Proceeds from the sale, including working capital adjustments, are $659 million pre-tax. On October 1, 2024, the Company received an initial pre-tax installment of $262 million. On January 6, 2025, the Company received a second pre-tax installment of $210 million and expects to receive remaining pre-tax proceeds of $187 million in five installments of approximately $37 million on September 28 of each year through September 28, 2029. As of December 27, 2024, the outstanding consideration receivable was recognized at its present value of $370 million, with $243 million within Other current assets and $127 million within Other non-current assets in the Condensed Consolidated Balance Sheets. The present value discount of $27 million as of December 27, 2024 will be accreted using the effective interest method to Interest income in the Condensed Consolidated Statements of Operations over the next five years.
The Company’s 20% retained interest in SDSS was determined to be valued at $158 million based on the fair value of the total pre-tax consideration received and receivable from JCET for its purchase of its 80% interest in SDSS. The Company accounts for its 20% interest in SDSS as an equity method investment within Other non-current assets in the Condensed Consolidated Balance Sheets. The Company’s 20% interest in the earnings of SDSS will be recognized one quarter in arrears and will be reported in Other net income (expense), net in the Condensed Consolidated Statements of Operations.

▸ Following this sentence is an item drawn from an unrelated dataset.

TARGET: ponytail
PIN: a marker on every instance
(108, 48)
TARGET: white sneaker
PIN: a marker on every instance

The Transaction resulted in a pre-tax gain of $113 million, calculated as the difference between the total consideration for the sale, including the outstanding consideration receivable and the fair value of the Company’s 20% retained interest, less the carrying value of the net assets divested, which included, among other items, $71 million of cash and cash equivalents and $303 million of goodwill allocated to SDSS.

Subsequent to and in connection with the SDSS sale, the Company entered into a five-year Supply Agreement with SDSS to purchase certain flash-based products with a minimum annual commitment of $550 million (“the minimum annual commitment”). The Supply Agreement contains specific penalties the Company must pay if SDSS’s revenue fails to meet the minimum annual commitment. The Supply Agreement also provides that if SDSS’s revenue is higher than the minimum annual commitment in any of the two years immediately succeeding any annual period where a shortfall penalty has been paid, SDSS shall reimburse the Company a true-up amount not exceeding the previously paid penalty amount. The Supply Agreement expires on September 28, 2029, and automatically renews for additional one-year terms unless earlier terminated by any of the parties. The Company also entered into an agreement to grant SDSS certain intellectual property rights on a royalty-free basis for use in manufacturing products on the Company’s behalf for the term of and under the Supply Agreement. For the six months ended December 27, 2024, the Company made purchases of $111 million under the Supply Agreement and had an account payable balance due to SDSS of $117 million as of December 27, 2024.

The Company also entered into a Transaction Services Agreement (“TSA”) to provide certain transitional services for one year following the closing of the Transaction. Charges under the TSA were not material.